The changes cut across the spectrum of undergraduate life -- inside the classroom and out. They also will make the most of the anticipated smaller number of students that will be a fact of post-Katrina life, says Lester Lefton, vice president for academic affairs and provost, who adds, "We're going to be a stronger university because of this."
Tulane will not drop its admission standards for incoming students even though it will likely mean a smaller university. In mid-December, Whiteside said 86 percent of enrolled Tulane students had pre-registered for spring, compared with 90 percent during a normal semester. Pre-registration for returning first-year students was also down slightly, though officials were cautious about anticipating that all pre-registered students would actually return.
"The ideal number of students at this particular time in our history is 1,400 first-year students," Whiteside says. "That is down from the 1,700 we had this past fall. The new number is consistent with our mission of the institution to teach the students with full-time faculty in an intimate environment and to make sure we are not stressing our physical facilities."
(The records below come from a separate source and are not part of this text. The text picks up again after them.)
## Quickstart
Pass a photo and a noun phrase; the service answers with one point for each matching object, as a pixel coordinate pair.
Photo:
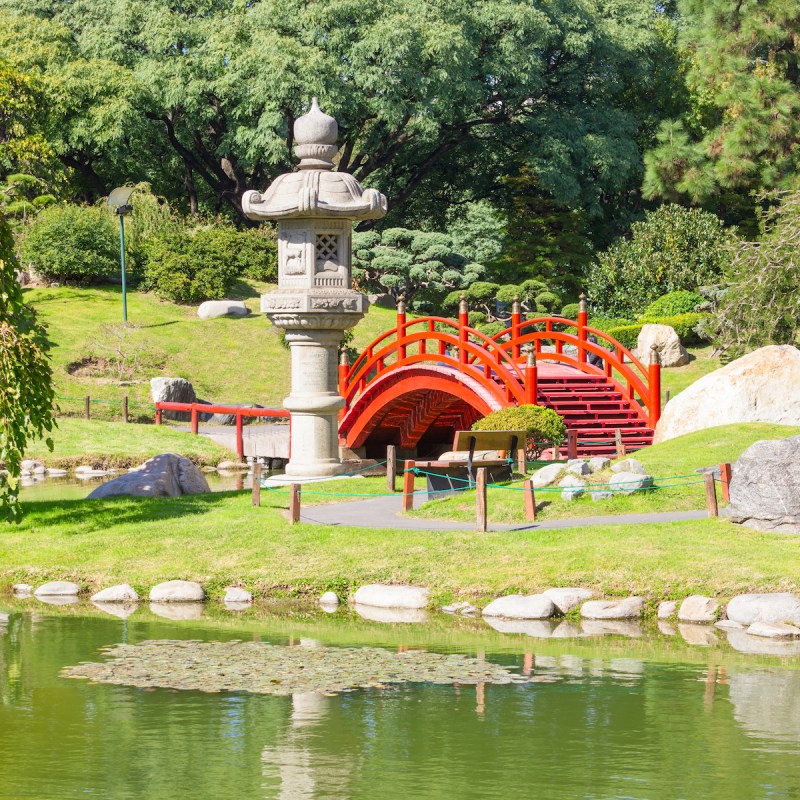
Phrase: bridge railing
(506, 363)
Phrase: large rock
(670, 349)
(697, 608)
(167, 475)
(58, 589)
(517, 606)
(764, 486)
(177, 592)
(222, 308)
(629, 608)
(546, 476)
(567, 598)
(774, 607)
(123, 593)
(173, 390)
(763, 386)
(380, 595)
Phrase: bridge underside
(416, 409)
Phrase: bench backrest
(488, 440)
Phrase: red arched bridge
(427, 377)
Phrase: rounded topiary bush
(541, 425)
(74, 244)
(680, 302)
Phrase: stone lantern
(315, 302)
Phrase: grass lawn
(114, 444)
(672, 462)
(221, 538)
(227, 360)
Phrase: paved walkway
(384, 512)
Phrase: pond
(598, 717)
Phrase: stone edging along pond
(768, 616)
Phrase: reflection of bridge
(426, 377)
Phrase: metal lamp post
(119, 203)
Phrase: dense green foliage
(77, 244)
(189, 266)
(26, 390)
(673, 303)
(419, 266)
(761, 305)
(543, 426)
(740, 128)
(674, 248)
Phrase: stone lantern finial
(315, 135)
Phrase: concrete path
(384, 512)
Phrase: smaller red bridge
(427, 377)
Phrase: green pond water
(628, 716)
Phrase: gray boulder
(567, 598)
(764, 486)
(774, 607)
(629, 465)
(629, 608)
(177, 592)
(379, 595)
(167, 475)
(222, 308)
(629, 482)
(58, 589)
(517, 606)
(546, 476)
(122, 593)
(173, 390)
(697, 608)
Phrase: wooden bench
(458, 473)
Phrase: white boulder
(546, 476)
(517, 606)
(773, 607)
(222, 308)
(380, 595)
(697, 608)
(763, 386)
(672, 353)
(567, 598)
(628, 608)
(122, 593)
(235, 594)
(167, 475)
(177, 592)
(58, 589)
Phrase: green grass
(221, 538)
(677, 458)
(115, 444)
(227, 360)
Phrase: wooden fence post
(408, 486)
(620, 444)
(256, 483)
(530, 500)
(480, 499)
(725, 475)
(711, 495)
(572, 444)
(294, 503)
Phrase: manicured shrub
(673, 248)
(674, 303)
(542, 426)
(191, 266)
(71, 243)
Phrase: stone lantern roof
(315, 190)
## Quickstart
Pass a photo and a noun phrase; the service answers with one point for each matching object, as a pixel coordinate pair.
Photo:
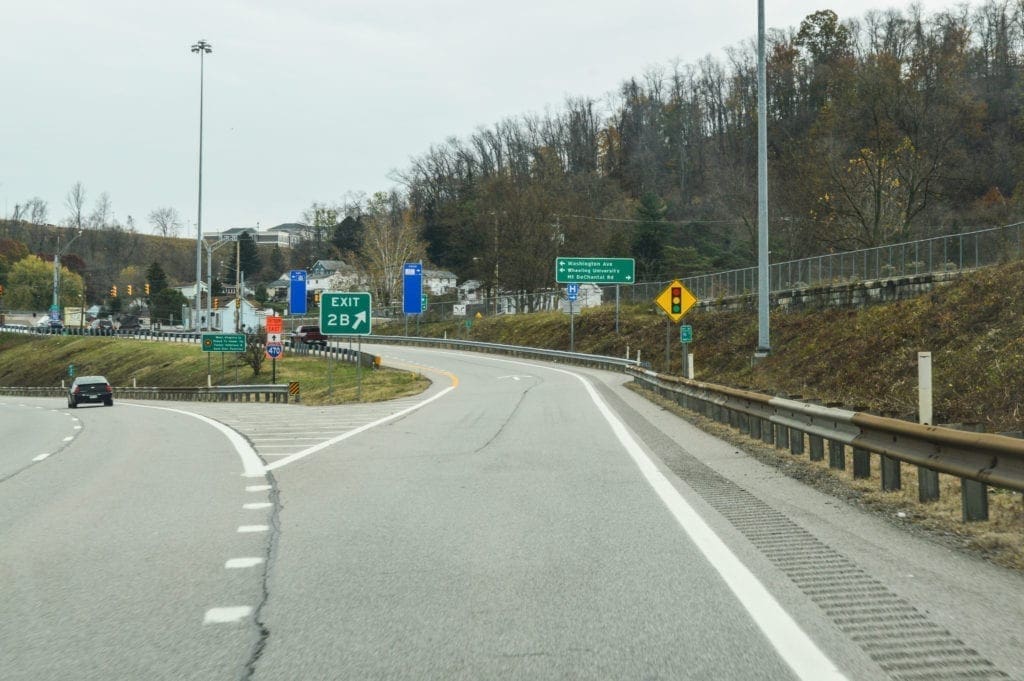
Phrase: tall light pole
(56, 267)
(764, 343)
(203, 48)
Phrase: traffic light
(677, 300)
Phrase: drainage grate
(893, 633)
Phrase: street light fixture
(203, 48)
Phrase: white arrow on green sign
(595, 270)
(345, 313)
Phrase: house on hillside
(438, 282)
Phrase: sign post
(348, 314)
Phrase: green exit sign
(223, 342)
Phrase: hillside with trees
(884, 128)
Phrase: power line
(623, 219)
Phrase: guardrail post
(781, 436)
(796, 441)
(817, 448)
(890, 474)
(754, 426)
(861, 464)
(974, 500)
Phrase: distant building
(439, 282)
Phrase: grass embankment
(27, 360)
(862, 358)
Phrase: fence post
(928, 480)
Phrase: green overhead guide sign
(223, 342)
(595, 270)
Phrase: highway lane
(502, 526)
(114, 549)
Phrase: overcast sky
(308, 99)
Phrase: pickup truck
(308, 335)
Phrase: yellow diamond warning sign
(676, 300)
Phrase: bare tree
(166, 221)
(75, 202)
(102, 214)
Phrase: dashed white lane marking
(238, 563)
(222, 615)
(334, 440)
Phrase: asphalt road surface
(518, 520)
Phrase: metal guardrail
(977, 459)
(580, 358)
(217, 393)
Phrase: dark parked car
(100, 328)
(90, 389)
(309, 336)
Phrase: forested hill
(882, 128)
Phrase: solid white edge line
(355, 431)
(251, 463)
(793, 644)
(240, 563)
(223, 615)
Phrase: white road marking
(250, 460)
(238, 563)
(793, 644)
(355, 431)
(222, 615)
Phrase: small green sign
(223, 342)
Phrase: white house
(223, 317)
(438, 282)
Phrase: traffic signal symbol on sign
(676, 300)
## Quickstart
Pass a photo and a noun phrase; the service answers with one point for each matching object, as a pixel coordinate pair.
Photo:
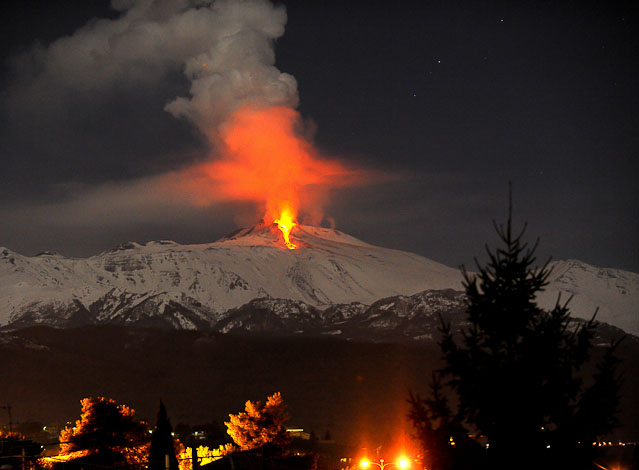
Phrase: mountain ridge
(198, 286)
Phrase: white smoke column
(225, 48)
(238, 67)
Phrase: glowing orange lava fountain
(265, 160)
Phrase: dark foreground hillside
(357, 391)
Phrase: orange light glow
(264, 159)
(285, 223)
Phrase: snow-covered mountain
(251, 281)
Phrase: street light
(401, 463)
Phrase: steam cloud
(225, 51)
(224, 47)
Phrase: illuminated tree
(106, 434)
(260, 424)
(13, 444)
(517, 374)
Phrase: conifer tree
(260, 424)
(106, 434)
(516, 375)
(162, 443)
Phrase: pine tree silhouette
(515, 374)
(162, 443)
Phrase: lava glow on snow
(266, 160)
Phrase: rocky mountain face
(249, 282)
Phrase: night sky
(450, 100)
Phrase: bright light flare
(285, 223)
(264, 159)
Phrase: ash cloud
(92, 107)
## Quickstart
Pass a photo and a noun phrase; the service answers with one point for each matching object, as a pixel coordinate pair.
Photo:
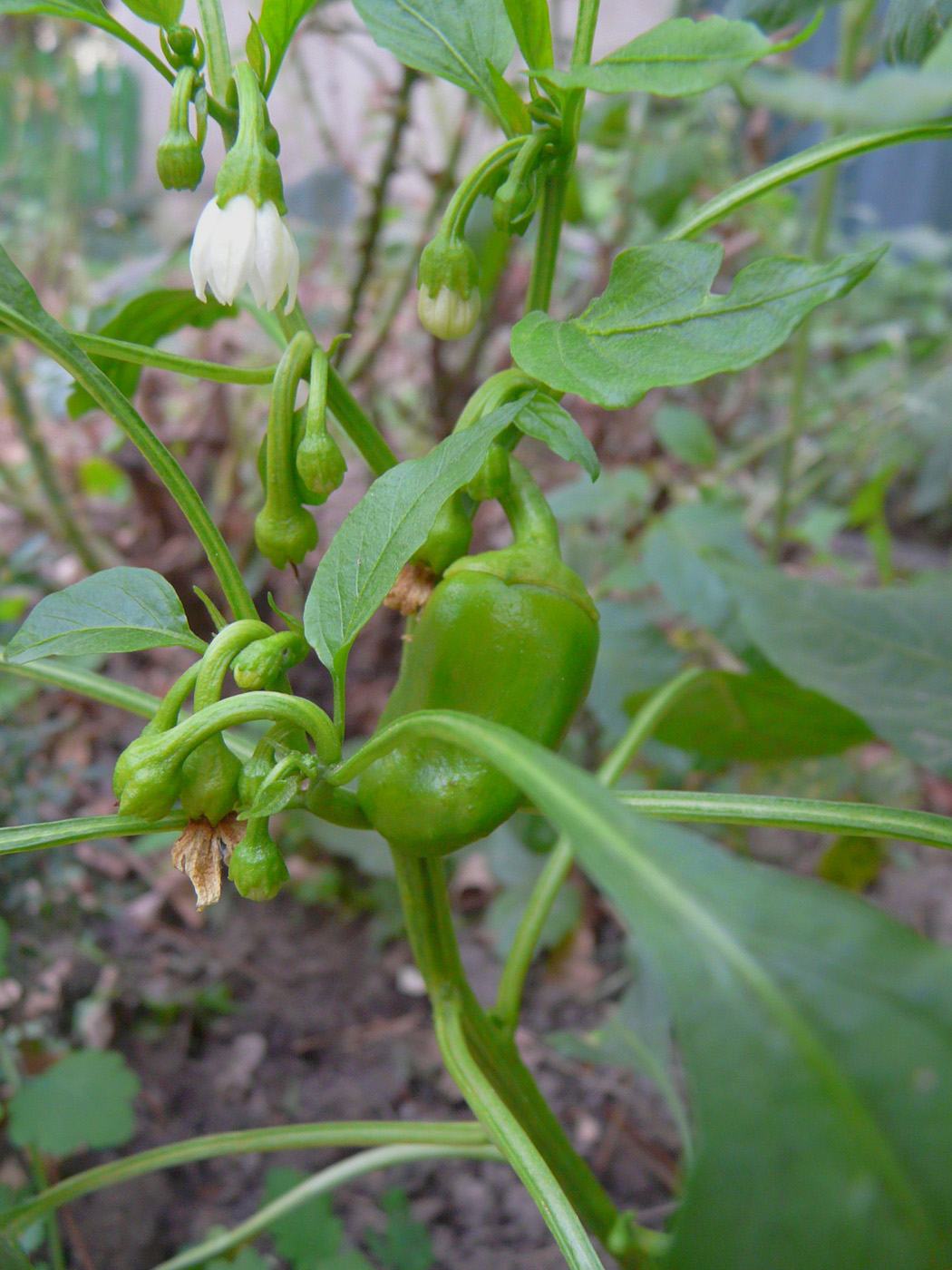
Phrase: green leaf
(114, 611)
(549, 422)
(773, 15)
(278, 23)
(405, 1244)
(675, 59)
(685, 435)
(513, 112)
(310, 1236)
(161, 13)
(815, 1034)
(143, 320)
(884, 654)
(675, 558)
(451, 38)
(913, 28)
(83, 1101)
(757, 718)
(533, 31)
(384, 529)
(888, 98)
(657, 324)
(92, 12)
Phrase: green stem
(812, 816)
(53, 673)
(122, 351)
(479, 181)
(297, 1137)
(549, 230)
(29, 434)
(345, 408)
(53, 1236)
(853, 21)
(250, 708)
(216, 41)
(457, 1016)
(780, 174)
(423, 893)
(559, 864)
(320, 1184)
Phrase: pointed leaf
(815, 1034)
(675, 59)
(451, 38)
(657, 324)
(114, 611)
(384, 529)
(884, 654)
(533, 31)
(145, 320)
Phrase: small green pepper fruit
(259, 666)
(148, 777)
(492, 478)
(257, 866)
(209, 781)
(448, 301)
(450, 537)
(508, 635)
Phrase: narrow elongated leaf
(773, 15)
(451, 38)
(913, 28)
(675, 59)
(757, 718)
(384, 529)
(162, 13)
(533, 31)
(551, 423)
(884, 654)
(278, 23)
(114, 611)
(815, 1034)
(888, 98)
(145, 320)
(657, 324)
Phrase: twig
(400, 117)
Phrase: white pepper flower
(243, 243)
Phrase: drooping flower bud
(241, 237)
(448, 301)
(180, 156)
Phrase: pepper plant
(815, 1032)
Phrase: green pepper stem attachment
(180, 161)
(285, 531)
(527, 511)
(211, 774)
(262, 664)
(319, 460)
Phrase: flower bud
(180, 161)
(257, 867)
(448, 301)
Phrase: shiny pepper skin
(510, 637)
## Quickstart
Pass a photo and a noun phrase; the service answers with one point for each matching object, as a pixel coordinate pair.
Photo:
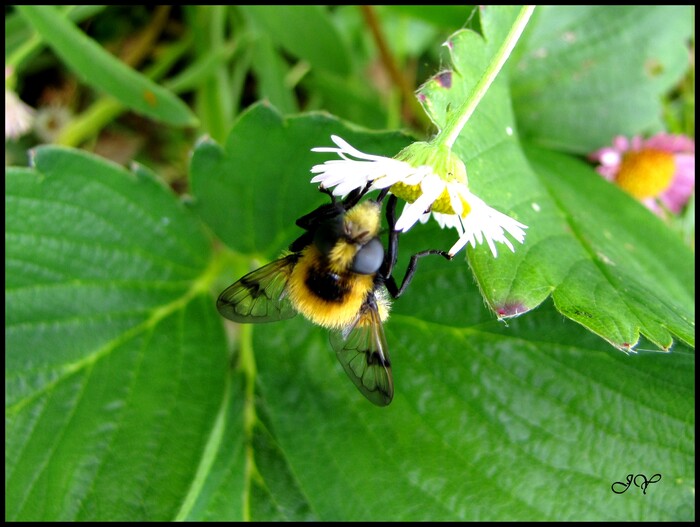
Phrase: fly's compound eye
(369, 258)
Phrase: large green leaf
(489, 422)
(111, 346)
(122, 402)
(588, 73)
(587, 243)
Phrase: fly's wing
(362, 350)
(260, 296)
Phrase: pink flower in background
(659, 171)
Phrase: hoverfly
(337, 275)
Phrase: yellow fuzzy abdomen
(328, 299)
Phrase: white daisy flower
(432, 180)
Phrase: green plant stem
(448, 135)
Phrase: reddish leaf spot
(444, 79)
(150, 97)
(511, 309)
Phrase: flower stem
(448, 135)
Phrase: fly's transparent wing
(362, 350)
(260, 296)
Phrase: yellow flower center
(646, 173)
(442, 204)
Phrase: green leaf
(588, 73)
(97, 68)
(111, 345)
(597, 259)
(530, 421)
(123, 404)
(305, 31)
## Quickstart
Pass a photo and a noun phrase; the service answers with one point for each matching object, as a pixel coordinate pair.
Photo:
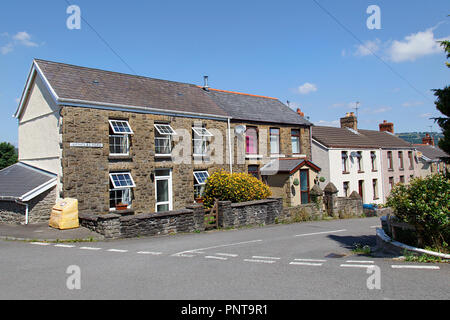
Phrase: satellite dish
(240, 130)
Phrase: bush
(425, 205)
(236, 187)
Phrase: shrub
(236, 187)
(425, 204)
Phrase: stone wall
(262, 212)
(114, 226)
(39, 209)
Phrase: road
(283, 262)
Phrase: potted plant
(121, 206)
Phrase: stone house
(133, 145)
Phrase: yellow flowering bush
(236, 187)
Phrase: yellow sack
(65, 215)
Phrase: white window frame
(132, 185)
(199, 184)
(203, 134)
(112, 122)
(160, 178)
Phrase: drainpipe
(26, 211)
(229, 146)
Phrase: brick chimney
(387, 127)
(349, 121)
(428, 140)
(302, 114)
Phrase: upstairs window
(200, 140)
(200, 178)
(119, 141)
(163, 139)
(251, 140)
(275, 141)
(295, 137)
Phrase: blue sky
(292, 50)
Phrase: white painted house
(349, 160)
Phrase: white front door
(163, 187)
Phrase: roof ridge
(113, 72)
(241, 93)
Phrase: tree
(8, 155)
(443, 105)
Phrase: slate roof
(248, 107)
(289, 165)
(81, 83)
(432, 153)
(333, 137)
(19, 179)
(385, 139)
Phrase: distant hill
(416, 137)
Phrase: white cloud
(22, 38)
(335, 123)
(409, 104)
(368, 48)
(414, 46)
(307, 88)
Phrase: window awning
(120, 127)
(122, 180)
(165, 129)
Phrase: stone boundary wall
(114, 226)
(39, 209)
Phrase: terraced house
(142, 145)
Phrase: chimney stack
(350, 121)
(206, 86)
(387, 127)
(428, 140)
(302, 114)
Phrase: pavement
(42, 232)
(311, 260)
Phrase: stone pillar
(225, 216)
(198, 212)
(330, 200)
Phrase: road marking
(356, 266)
(310, 260)
(259, 261)
(216, 258)
(227, 255)
(215, 247)
(415, 267)
(150, 253)
(317, 233)
(265, 258)
(118, 251)
(64, 246)
(306, 264)
(359, 261)
(90, 248)
(40, 244)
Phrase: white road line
(265, 258)
(415, 267)
(118, 251)
(259, 261)
(227, 255)
(216, 258)
(310, 260)
(64, 246)
(306, 264)
(215, 247)
(90, 248)
(359, 261)
(317, 233)
(356, 266)
(150, 253)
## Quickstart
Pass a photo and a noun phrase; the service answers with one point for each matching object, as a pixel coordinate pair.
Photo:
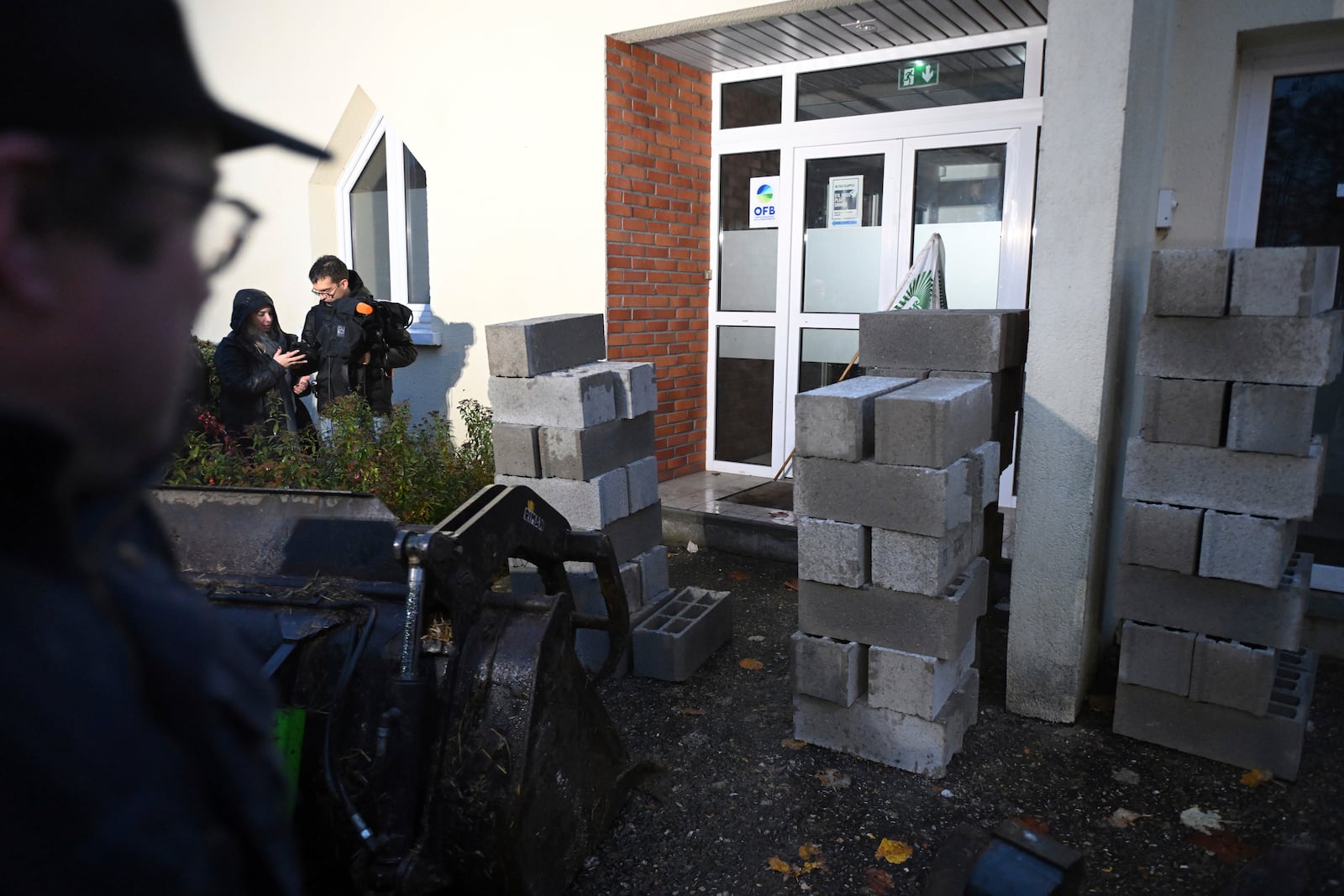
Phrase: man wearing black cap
(134, 752)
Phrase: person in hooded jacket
(261, 369)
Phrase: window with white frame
(383, 199)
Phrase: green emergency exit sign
(918, 74)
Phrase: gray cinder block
(832, 553)
(891, 738)
(589, 504)
(1163, 537)
(1189, 282)
(1284, 281)
(1245, 548)
(517, 449)
(924, 563)
(936, 626)
(636, 385)
(830, 669)
(553, 399)
(1276, 419)
(952, 340)
(906, 499)
(933, 422)
(1184, 411)
(1285, 351)
(584, 453)
(913, 683)
(1273, 485)
(1220, 607)
(544, 344)
(1272, 741)
(672, 642)
(837, 421)
(1233, 674)
(1156, 658)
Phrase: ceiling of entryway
(853, 27)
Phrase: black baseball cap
(113, 66)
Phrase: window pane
(960, 196)
(842, 238)
(974, 76)
(748, 257)
(369, 224)
(752, 102)
(743, 418)
(417, 230)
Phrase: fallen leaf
(878, 880)
(894, 851)
(1257, 777)
(1226, 848)
(1205, 822)
(1126, 817)
(833, 778)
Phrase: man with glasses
(134, 732)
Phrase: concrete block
(1273, 485)
(1189, 282)
(932, 422)
(1220, 607)
(1163, 537)
(828, 669)
(913, 683)
(672, 642)
(832, 553)
(553, 399)
(1233, 674)
(517, 449)
(837, 421)
(1284, 351)
(1276, 419)
(543, 344)
(1247, 548)
(585, 504)
(584, 453)
(952, 340)
(1184, 411)
(924, 563)
(1156, 658)
(891, 738)
(1272, 741)
(636, 385)
(936, 626)
(1284, 281)
(906, 499)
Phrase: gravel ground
(737, 793)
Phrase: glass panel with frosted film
(826, 354)
(743, 418)
(417, 230)
(369, 231)
(960, 196)
(748, 255)
(842, 249)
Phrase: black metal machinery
(454, 741)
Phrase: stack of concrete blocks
(891, 479)
(1233, 348)
(578, 432)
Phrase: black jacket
(136, 752)
(342, 332)
(248, 372)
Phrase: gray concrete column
(1097, 181)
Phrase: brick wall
(658, 238)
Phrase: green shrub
(414, 468)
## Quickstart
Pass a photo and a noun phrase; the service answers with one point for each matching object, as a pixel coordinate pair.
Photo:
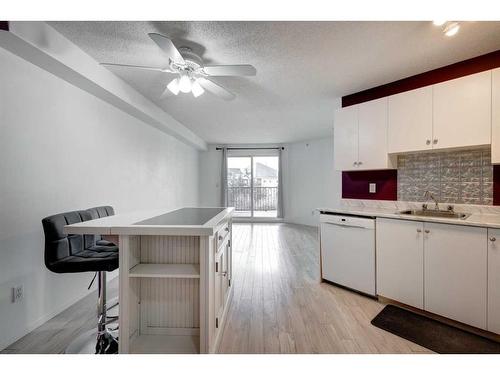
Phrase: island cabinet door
(218, 285)
(400, 261)
(494, 280)
(456, 272)
(226, 273)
The smaller undergraduate classes will be taught by full-time faculty members, which also strengthens the quality of the university's educational offerings, Lefton says.
Outside the classroom, Tulane will accelerate its commitment to a residential college system. Incoming students will be assigned to a residential college, to which they will belong throughout their undergraduate years. The first residential colleges at Tulane that initially were scheduled to debut this fall opened in January. By 2008, when the residential college system is more fully developed, all first- and second-year students will be required to live on campus.
And finally, the renewed focus on undergraduates will use the circumstances thrust on the university by Hurricane Katrina to benefit both students and the city of New Orleans. As of fall 2006, all incoming students will be required to participate in community-service work in order to graduate.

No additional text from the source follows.